NIETZSCHE ET SARTRE DANS LE THÉÂTRE MONGOL
La Mongolie du XXIe siècle en fait partie. Nous plaçons l’image de Chinggis Khaan sur chaque bouteille, bâtiment et panneau d’affichage, mais jetons des ordures et crachons sur le terrain qu’il adorait. Nous gonflons notre ego en nous appelant «les descendants de Chinggis Khaan» tout en épuisant notre énergie et nos ressources avec de la vodka en son nom. Nous empruntons de l’argent à l’étranger et appelons cela des obligations Chinggis et Khubilai, tout en ignorant le fait que nos propres petits « khubilais » devront un jour rembourser le prêt. Nous avons grand besoin du remède que proposent les philosophes. À travers la culture que la philosophie instille dans la société, la philosophie aide à déraciner les mauvaises herbes proverbiales qui affectent l’esprit et obscurcissent notre avenir.

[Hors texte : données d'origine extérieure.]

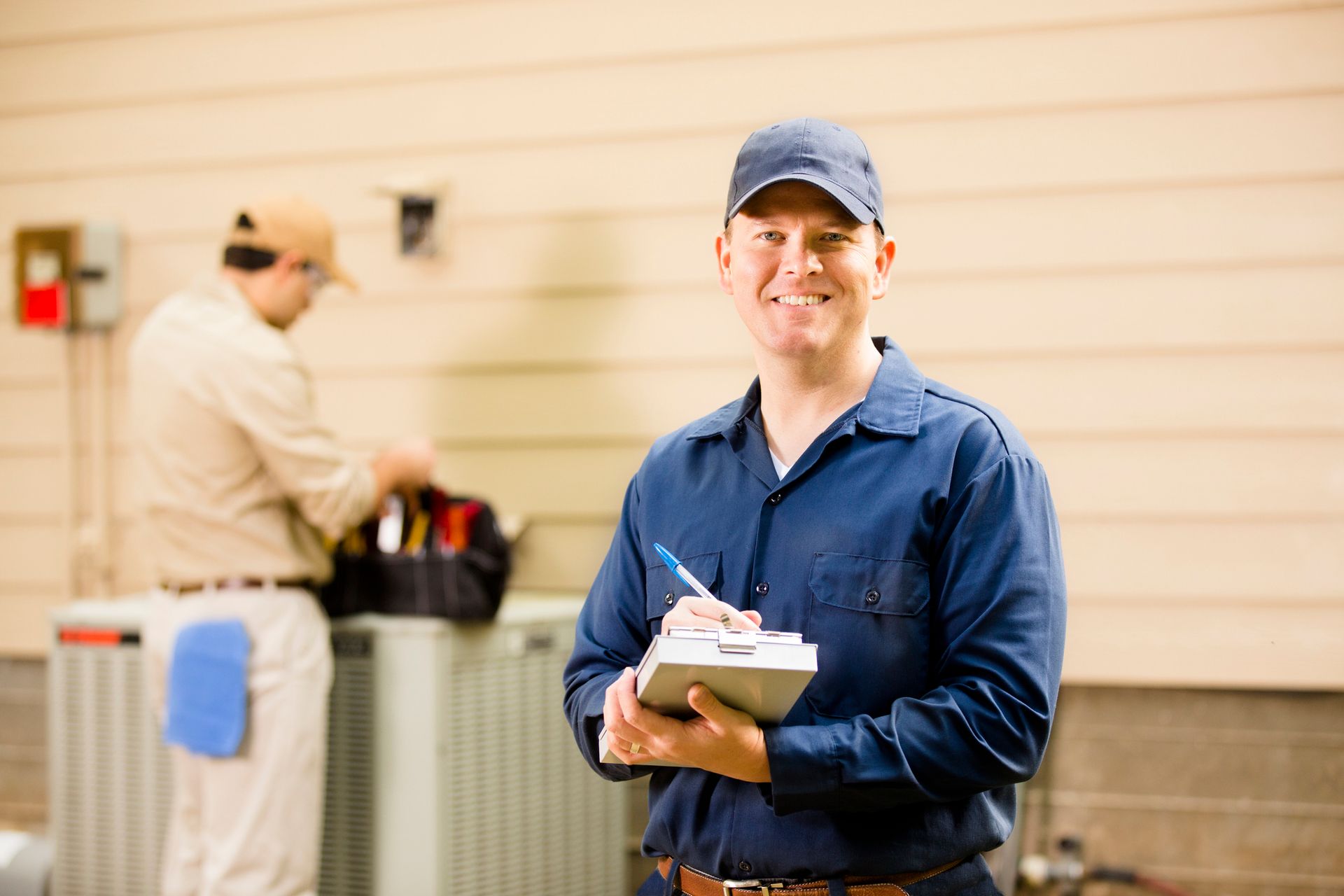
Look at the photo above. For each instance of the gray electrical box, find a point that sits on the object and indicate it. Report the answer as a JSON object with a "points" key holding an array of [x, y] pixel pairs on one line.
{"points": [[67, 277]]}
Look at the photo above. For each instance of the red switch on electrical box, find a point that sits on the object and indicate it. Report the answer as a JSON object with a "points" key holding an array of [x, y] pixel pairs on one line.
{"points": [[42, 274], [45, 304]]}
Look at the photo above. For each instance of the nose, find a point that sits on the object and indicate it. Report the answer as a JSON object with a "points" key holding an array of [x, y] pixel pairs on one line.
{"points": [[802, 260]]}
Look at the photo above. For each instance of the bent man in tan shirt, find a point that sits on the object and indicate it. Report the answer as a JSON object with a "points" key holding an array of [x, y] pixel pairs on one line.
{"points": [[238, 482]]}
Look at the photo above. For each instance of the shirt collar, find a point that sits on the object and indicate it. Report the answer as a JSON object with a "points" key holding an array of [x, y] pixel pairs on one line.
{"points": [[891, 406]]}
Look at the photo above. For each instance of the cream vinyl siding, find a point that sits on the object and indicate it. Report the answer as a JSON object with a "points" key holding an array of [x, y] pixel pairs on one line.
{"points": [[1121, 222]]}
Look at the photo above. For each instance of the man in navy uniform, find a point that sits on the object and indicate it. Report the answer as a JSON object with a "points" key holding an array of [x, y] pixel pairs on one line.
{"points": [[901, 526]]}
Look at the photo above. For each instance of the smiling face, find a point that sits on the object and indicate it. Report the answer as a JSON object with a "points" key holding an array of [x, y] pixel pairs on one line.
{"points": [[803, 273]]}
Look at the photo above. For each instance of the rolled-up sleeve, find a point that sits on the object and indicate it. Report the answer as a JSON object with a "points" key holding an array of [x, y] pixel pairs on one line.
{"points": [[612, 633], [272, 402], [999, 628]]}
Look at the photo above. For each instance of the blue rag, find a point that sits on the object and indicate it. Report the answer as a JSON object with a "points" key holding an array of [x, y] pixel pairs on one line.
{"points": [[207, 688]]}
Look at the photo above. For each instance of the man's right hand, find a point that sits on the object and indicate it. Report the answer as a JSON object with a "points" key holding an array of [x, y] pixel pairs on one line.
{"points": [[704, 613], [405, 465]]}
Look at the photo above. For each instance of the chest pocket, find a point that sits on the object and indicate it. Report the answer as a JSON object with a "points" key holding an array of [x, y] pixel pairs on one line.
{"points": [[663, 589], [870, 621]]}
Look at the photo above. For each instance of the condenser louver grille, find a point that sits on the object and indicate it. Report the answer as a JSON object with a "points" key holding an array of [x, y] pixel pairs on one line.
{"points": [[451, 766], [111, 782], [347, 867]]}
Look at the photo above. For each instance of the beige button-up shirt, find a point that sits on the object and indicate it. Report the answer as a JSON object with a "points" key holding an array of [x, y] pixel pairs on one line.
{"points": [[237, 477]]}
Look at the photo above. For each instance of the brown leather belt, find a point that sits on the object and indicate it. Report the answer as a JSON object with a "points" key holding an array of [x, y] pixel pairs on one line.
{"points": [[235, 583], [694, 883]]}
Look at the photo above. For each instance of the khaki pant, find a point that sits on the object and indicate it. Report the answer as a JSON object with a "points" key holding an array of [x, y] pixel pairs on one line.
{"points": [[251, 824]]}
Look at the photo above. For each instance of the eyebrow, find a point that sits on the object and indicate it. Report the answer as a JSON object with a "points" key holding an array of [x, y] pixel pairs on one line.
{"points": [[838, 223]]}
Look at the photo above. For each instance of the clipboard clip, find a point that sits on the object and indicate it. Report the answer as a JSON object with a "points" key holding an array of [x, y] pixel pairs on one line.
{"points": [[737, 641]]}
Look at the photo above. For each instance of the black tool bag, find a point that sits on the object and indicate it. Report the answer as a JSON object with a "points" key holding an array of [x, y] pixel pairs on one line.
{"points": [[457, 570]]}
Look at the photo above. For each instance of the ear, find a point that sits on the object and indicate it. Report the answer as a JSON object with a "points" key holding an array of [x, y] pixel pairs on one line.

Avec cette image en arrière-plan, un événement qui donne à réfléchir est une série de pièces sur des thèmes philosophiques, dont deux ont été récemment présentées par un petit théâtre expérimental privé à Oulan-Bator. Avec les cent cinquante places pleines de spectateurs, le Blackbox Theatre a lancé la série avec une pièce d’Igor Tarasevich (1951- ), Как Говорил Заратустра (How Spoke Zarathustra, 2011) traduit en mongol de l’original par B.Bataa et mis en scène par J. Amarzaya. La tragi-comédie fantastique en un acte imagine comment Nietzsche aurait conçu l’idée d’Übermensch dans Ainsi parlait Zarathoustra : Un livre pour tous et pour aucun. Dans une clinique psychiatrique, Nietzsche hallucine et s’entretient de son état avec Louise Ott, Mathilde Trampedach, Richard et Cosima Wagner. À la fin de la pièce, la sœur de Nietzsche, Elisabeth, médecin et prêtre qui étaient tous sains d’esprit au début, est affectée par ses hallucinations. Tarasevich soutient qu’en déclarant “Dieu est mort”, Nietzsche s’est efforcé de réveiller les gens de leurs adorations superstitieuses des puissances supérieures et d’assumer la responsabilité de nos actions afin de donner un sens à nos vies.

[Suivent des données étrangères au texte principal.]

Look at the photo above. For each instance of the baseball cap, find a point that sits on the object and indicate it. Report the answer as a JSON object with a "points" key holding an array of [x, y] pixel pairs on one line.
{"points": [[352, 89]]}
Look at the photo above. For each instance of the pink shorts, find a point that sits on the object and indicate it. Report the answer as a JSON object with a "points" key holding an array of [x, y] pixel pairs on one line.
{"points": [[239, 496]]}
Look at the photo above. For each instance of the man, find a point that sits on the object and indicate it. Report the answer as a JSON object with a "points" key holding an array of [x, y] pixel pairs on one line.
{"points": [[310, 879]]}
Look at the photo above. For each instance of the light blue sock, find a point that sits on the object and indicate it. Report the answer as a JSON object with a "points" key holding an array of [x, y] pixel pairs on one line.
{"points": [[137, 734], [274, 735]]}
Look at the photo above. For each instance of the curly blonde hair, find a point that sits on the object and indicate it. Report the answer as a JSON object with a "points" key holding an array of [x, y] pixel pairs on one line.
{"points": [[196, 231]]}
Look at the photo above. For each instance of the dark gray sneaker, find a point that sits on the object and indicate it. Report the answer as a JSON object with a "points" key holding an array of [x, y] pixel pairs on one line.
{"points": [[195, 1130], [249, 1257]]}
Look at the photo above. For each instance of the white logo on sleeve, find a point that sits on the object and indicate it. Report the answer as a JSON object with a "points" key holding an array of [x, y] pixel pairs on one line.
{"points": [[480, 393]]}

La deuxième pièce était Huis Clos de Sartre (No Exit, 1944), traduite de l’anglais par B.Tsatsral et mise en scène par M.Boroldoi. Le classique existentialiste en un acte parle de trois protagonistes emprisonnés dans leur vie après la mort pour l’éternité dans une chambre vide avec trois chaises, une sculpture et un couteau. Ils se rendent compte que “l’enfer c’est les autres” et non un endroit chaud où le diable attend les damnés. Au fur et à mesure que la pièce se déroule, les trois personnages racontent l’histoire de leur vie et exposent qui ils sont vraiment aux deux autres. Chacun représente une faiblesse inéluctable d’un autre personnage qui les tourmente pour cela. Et ainsi, leur punition continue à l’infini. Sartre suggère que les êtres humains sont dotés du libre arbitre pour déterminer les actions qu’ils entreprennent dans la vie et sont par conséquent jugés par ceux qu’ils laissent derrière eux lorsqu’ils meurent.
Le théâtre en Mongolie a une base solide basée sur les traditions de la méthode d’action de Stanislavski. Il n’est donc pas surprenant que la compagnie Blackbox Theatre ait pu braver avec succès les territoires inexplorés du sujet abstrus de la philosophie de Nietzsche et Sartre en mongol. Il était évident que les acteurs et la compagnie ont consacré leur créativité, leur talent et leur bonne volonté à ces productions. Un public plein de Mongols jeunes et instruits a signalé qu’il existe une demande croissante pour des spectacles stimulants tels que les pièces mises en scène au Blackbox Theatre.
Dans la société mongole d’aujourd’hui, où le divertissement de masse populaire est le khoshin shog (parodies mises en scène de la vie contemporaine en Mongolie) ou les feuilletons télévisés, les séries de pièces philosophiques occupent une niche importante pour un autre type de public mongol. Les arts de la scène sont une forme d’art magnifique où des messages puissants peuvent être transmis par des moyens figuratifs avec des gestes, un langage et une intonation raffinés. La maîtrise de ces éléments distinguera un théâtre des imitations farfelues de la vie dans d’autres formes de divertissement. Le public mongol attend avec impatience la suite de la série de pièces philosophiques au printemps 2020.